The Israel-based company, which operates its North American division out of Montgomery County headquarters, plans to close 15 plants and lay off 7,000 employees over the next two years. A little over two months ago, Teva announced that a projected 2,000 job cuts would be sufficient to keep the company afloat. How did that number grow so large so fast?
Teva has been in hot water since February, when former CEO Erez Vigodman stepped down suddenly at what was already an unsteady time for the company. A new CEO has yet to be named. The company also recently lost a big patent case for its top-selling drug Copaxone, which moved investors to call for a management changes. Teva also announced on Thursday that it cut its dividend by 75 percent — much more drastic than expected — and readjusted its forecast for 2017.
“Second quarter results were lower than we anticipated due to the performance of our U.S. Generics business and the continued deterioration in Venezuela,” stated Dr.
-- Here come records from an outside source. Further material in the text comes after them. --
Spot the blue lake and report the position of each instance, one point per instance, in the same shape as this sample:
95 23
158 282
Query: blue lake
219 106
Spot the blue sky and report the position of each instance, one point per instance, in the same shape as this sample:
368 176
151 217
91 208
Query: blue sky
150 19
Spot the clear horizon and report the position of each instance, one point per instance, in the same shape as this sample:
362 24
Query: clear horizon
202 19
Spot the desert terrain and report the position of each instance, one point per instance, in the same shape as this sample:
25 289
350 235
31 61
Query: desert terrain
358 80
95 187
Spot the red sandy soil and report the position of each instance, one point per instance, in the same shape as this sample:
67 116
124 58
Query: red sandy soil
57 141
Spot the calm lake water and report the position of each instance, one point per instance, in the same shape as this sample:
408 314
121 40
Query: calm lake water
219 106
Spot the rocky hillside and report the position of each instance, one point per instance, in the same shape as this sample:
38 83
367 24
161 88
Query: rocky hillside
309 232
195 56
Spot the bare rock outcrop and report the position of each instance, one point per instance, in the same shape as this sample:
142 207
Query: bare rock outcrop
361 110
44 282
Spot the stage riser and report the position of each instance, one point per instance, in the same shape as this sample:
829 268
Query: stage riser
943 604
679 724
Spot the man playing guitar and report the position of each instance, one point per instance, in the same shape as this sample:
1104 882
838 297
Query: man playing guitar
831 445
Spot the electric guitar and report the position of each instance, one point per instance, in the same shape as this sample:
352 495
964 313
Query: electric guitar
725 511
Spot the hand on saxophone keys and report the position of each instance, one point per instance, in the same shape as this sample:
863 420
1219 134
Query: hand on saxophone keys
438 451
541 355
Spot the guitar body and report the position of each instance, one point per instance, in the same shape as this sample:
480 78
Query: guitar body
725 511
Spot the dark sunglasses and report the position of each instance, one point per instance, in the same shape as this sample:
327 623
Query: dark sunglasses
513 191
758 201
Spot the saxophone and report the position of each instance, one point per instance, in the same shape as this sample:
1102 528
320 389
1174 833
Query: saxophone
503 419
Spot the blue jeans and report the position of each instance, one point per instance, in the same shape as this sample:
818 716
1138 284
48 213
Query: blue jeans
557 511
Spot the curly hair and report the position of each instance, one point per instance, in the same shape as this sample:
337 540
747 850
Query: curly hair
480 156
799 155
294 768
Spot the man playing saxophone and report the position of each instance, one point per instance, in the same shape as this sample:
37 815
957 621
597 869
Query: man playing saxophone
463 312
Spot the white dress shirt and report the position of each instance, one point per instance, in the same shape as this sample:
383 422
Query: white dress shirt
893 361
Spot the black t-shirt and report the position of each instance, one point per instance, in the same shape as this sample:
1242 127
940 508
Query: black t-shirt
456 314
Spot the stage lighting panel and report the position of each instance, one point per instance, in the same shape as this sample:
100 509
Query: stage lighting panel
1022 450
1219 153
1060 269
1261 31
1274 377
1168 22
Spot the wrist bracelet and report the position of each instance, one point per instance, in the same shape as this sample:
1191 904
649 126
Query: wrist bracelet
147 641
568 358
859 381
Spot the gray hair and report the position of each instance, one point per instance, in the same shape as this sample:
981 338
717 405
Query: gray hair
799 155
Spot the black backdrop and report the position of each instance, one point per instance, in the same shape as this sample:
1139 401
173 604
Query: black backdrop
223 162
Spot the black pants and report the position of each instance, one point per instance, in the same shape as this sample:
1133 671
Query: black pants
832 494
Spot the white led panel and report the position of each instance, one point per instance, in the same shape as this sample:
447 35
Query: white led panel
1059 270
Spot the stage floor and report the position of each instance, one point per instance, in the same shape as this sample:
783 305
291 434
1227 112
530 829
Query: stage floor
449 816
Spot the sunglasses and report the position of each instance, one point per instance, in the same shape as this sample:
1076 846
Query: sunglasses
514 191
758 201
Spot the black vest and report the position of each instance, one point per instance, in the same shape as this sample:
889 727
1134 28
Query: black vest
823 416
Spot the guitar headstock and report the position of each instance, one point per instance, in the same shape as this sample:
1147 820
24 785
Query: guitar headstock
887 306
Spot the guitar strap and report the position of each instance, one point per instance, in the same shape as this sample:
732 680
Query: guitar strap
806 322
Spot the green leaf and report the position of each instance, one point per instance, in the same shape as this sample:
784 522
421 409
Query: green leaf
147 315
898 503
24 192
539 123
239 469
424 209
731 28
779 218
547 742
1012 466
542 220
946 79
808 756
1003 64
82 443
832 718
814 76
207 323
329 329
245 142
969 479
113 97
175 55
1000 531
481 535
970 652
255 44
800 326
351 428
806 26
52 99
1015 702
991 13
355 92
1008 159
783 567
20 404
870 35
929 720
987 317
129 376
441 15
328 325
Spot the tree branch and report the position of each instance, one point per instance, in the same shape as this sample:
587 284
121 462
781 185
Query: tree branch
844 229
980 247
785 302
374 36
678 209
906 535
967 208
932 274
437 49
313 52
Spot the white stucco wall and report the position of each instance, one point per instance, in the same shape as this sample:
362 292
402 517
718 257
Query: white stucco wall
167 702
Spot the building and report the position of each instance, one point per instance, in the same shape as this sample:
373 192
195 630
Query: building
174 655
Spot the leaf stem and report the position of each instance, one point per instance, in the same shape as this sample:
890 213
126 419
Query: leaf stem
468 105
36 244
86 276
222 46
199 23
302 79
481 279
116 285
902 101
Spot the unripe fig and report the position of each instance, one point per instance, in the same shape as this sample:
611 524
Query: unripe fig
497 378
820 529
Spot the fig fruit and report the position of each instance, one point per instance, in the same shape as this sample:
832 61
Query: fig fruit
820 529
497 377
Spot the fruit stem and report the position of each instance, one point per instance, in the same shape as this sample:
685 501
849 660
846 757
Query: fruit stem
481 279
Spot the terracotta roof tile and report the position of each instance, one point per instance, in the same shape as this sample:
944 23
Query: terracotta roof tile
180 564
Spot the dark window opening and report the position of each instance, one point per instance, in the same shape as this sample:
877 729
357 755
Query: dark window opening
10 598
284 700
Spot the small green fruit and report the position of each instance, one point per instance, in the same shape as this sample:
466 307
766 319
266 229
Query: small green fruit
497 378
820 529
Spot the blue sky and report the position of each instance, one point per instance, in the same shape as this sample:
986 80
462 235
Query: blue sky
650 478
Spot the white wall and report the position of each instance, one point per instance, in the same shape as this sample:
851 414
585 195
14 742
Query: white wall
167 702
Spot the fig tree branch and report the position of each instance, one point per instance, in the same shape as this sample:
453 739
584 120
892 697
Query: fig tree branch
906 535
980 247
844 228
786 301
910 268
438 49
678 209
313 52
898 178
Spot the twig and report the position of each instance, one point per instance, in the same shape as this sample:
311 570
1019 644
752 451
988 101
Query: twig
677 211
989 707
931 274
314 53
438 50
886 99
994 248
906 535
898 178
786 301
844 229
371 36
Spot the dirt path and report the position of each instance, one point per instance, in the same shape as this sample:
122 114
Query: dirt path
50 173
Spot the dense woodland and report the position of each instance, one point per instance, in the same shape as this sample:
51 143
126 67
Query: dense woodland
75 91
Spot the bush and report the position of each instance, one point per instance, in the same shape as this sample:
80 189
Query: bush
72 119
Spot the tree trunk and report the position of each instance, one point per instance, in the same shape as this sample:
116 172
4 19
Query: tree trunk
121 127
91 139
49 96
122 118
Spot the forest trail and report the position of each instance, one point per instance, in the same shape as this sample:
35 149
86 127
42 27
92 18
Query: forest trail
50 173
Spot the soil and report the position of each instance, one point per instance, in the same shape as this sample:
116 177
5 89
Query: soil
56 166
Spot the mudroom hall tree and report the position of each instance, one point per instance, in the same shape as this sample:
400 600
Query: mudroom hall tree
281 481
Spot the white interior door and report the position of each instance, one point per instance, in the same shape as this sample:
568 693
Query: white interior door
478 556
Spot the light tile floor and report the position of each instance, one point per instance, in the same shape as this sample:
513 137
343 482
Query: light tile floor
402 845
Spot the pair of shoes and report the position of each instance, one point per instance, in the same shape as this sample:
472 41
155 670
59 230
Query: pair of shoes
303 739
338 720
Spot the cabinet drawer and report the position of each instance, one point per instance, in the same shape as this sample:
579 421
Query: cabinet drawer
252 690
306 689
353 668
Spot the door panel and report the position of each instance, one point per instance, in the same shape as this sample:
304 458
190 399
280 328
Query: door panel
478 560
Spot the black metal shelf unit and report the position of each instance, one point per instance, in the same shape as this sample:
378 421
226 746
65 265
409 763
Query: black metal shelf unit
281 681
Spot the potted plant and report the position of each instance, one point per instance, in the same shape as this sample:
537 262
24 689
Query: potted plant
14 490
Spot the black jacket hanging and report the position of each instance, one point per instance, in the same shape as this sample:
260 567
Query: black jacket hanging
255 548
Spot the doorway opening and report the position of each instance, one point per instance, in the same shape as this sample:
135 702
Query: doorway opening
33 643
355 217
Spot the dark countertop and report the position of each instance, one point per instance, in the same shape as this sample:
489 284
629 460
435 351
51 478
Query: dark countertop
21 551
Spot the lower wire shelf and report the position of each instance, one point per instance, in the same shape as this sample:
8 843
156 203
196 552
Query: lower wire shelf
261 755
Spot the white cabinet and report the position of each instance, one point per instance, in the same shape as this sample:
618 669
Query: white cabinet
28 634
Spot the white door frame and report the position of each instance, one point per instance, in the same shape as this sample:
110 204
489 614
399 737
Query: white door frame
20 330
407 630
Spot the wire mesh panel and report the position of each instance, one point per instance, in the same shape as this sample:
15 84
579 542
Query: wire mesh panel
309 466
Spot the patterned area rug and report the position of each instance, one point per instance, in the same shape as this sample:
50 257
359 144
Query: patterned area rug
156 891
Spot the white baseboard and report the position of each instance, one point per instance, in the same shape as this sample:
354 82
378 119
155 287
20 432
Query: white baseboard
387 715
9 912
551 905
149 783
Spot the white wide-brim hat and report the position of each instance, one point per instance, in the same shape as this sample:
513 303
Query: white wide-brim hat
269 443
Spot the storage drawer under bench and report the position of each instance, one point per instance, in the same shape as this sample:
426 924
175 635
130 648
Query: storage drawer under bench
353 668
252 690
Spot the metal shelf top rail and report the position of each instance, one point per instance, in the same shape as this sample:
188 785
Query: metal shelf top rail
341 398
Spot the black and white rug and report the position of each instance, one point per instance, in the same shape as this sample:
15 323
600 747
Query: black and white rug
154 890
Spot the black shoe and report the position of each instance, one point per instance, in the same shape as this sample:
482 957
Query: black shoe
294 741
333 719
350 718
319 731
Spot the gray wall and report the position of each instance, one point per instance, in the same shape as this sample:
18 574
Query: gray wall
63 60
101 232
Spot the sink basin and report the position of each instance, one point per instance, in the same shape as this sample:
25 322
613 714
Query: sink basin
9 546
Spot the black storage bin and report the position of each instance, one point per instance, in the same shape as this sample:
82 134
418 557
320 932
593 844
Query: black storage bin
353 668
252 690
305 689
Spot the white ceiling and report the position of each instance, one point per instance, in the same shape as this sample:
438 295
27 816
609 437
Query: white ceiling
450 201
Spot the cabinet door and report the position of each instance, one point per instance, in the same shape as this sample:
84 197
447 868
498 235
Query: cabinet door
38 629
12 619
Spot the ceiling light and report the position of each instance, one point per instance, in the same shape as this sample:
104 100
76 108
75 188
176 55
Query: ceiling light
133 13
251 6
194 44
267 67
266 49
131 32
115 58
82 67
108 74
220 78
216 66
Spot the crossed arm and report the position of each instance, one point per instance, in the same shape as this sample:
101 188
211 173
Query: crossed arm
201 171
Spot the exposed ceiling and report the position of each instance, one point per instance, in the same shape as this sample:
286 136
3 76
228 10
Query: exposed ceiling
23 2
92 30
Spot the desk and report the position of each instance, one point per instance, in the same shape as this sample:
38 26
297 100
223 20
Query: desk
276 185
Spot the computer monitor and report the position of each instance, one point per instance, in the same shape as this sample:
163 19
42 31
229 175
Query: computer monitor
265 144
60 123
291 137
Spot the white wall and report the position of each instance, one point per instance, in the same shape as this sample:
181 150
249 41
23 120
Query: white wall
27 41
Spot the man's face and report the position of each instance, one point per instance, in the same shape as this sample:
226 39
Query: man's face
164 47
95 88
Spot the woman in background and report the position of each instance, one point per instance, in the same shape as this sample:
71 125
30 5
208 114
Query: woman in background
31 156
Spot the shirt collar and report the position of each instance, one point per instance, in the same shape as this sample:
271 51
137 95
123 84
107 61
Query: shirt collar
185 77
Yitzhak Peterburg, interim president and CEO. “In our U.S. Generics business, we experienced accelerated price erosion and decreased volume mainly due to customer consolidation, greater competition as a result of an increase in generic drug approvals by the U.S. FDA, and some new product launches that were either delayed or subjected to more competition.”
A few hours after the second quarter report was released, Peterburg got on the phone with investors to outline in more detail the factors that contributed to the report’s shortcomings and to elaborate on the company’s plan moving forward. He called for “significant change” at an “accelerated pace,” but despite his reassurances, Teva’s New York stock had dropped 24 percent by the afternoon. The company hasn’t seen levels this low since 2004.
Teva has not stated if the 7,000 employees they plan to lay off include any of the roughly 2,000 workers the company employs throughout Pennsylvania.
The root cause of Teva’s woes, however, is one that won’t be so easy for big pharma to fix. Drugmakers like Teva that derive large portions of their revenue from sales of generics don’t have as much control of the market as they once did thanks to consumer-driven competition, which weighs heavily on the industry’s profit margins.
“We have seen acceleration in generic drug approval by the FDA which we expect will persist,” said Peterburg on Thursday. “This results in additional competition on our existing portfolio, further increasing price erosion and decreasing volume and negatively impacting our overall business performance and outlook for the remainder of the year.”
Teva will also cease operations in 45 countries before the end of 2017.